Hi all,
I've played with the Index Lifecycle Management aka ILM for indices not being time series, but more in a classical datastore fashion (ie, need to reindex data from scratch on a regular basis, with few changes each time, previous existing index being dropped).
So I've defined following policy;
{
"policy": {
"phases": {
"hot": {
"actions": {
"rollover": {
"max_size": "20gb",
"max_age": "30m"
}
}
},
"warm": {
"actions": {
"forcemerge": {
"max_num_segments": 1
},
"shrink": {
"number_of_shards": 1
}
}
}
}
}
}
For indices having those settings:
{
"number_of_replicas": 0,
"number_of_shards": 8,
"refresh_interval": "30s"
}
I'm trying to bulk index about 60 millions documents, for a total size of about 70GB.

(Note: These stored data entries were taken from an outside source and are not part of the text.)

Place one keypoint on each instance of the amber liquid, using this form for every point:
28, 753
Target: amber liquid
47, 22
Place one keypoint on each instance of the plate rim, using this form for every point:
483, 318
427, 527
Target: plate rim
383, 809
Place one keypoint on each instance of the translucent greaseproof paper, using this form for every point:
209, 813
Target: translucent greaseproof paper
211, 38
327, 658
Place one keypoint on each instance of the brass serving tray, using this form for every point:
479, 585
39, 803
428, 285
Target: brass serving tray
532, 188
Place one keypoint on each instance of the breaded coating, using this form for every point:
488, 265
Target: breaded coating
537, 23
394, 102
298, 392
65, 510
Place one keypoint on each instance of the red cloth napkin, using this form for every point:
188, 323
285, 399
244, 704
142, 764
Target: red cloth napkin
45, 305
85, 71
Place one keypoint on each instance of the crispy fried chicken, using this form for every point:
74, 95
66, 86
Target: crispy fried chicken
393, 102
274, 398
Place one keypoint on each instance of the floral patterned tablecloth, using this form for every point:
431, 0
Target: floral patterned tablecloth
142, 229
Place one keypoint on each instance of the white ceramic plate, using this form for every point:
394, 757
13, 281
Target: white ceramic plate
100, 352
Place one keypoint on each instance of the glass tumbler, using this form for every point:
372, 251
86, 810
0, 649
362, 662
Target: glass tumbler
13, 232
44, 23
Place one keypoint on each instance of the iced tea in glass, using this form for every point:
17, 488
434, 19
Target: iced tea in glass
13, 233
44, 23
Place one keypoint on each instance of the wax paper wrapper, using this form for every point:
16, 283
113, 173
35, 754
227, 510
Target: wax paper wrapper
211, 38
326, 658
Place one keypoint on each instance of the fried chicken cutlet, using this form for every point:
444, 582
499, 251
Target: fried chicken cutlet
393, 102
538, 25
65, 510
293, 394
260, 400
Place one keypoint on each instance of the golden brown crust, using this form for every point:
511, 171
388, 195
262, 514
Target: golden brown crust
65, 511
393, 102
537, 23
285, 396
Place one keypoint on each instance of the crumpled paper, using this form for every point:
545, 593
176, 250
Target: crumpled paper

Since this data is not time series, the ILM policy creates a new index every 30 minutes (because of the max_age
param), even after bulk indexing is finished, by moving the previous in the warm phase (shrink
+forcemerge
), which makes the number of empty indices increasing indefinitely. Also I cannot define a delete actions because I don't want my data gets thrown away without a specific action.
The max_age
param in the policy was to not let few documents to much time in an index (hot phase) with lots of small shards, in order to limit the overhead on the cluster state (with the idea to avoid the gazillion shards problem), such policy being applied to several other indices.
To balance that, I was thinking about a not yet existing min_docs
parameter available on the rollover
configuration (to be taken into account only with the max_age
param in order to avoid indecision with a max_size
param), so that it can be activated only when a minimal amount of documents have been indexed in the new hot index. ie:
{
"policy": {
"phases": {
"hot": {
"actions": {
"rollover": {
"max_size": "20gb",
"max_age": "30m",
"min_docs": "1"
}
}
},
"warm": {
"actions": {
"forcemerge": {
"max_num_segments": 1
},
"shrink": {
"number_of_shards": 1
}
}
}
}
}
}
With such config, the rollover action would be executed either when the index size hits the 20gb threshold or when the index creation date is higher than 30 minutes AND it holds at least 1 document.
Is that have been discussed in the past?
Another way to go imo is to handle myself the shrink then forcemerge then delete the 8 shards index once the indexing process is finished, but I'd wonder if the ILM could handle such usecase?
Does anyone has a better idea?
Few information about my cluster:
GET _cluster/health
{
"cluster_name" : "es-dev",
"status" : "green",
"timed_out" : false,
"number_of_nodes" : 6,
"number_of_data_nodes" : 4,
"active_primary_shards" : 237,
"active_shards" : 279,
"relocating_shards" : 3,
"initializing_shards" : 0,
"unassigned_shards" : 0,
"delayed_unassigned_shards" : 0,
"number_of_pending_tasks" : 0,
"number_of_in_flight_fetch" : 0,
"task_max_waiting_in_queue_millis" : 0,
"active_shards_percent_as_number" : 100.0
}
Nodes:
GET _cat/nodes?v&h=node.role,master,name&s=name
node.role master name
di - es-dev-1
di - es-dev-2
di - es-dev-3
di - es-dev-4
i - es-dev-coordinator
m * es-dev-master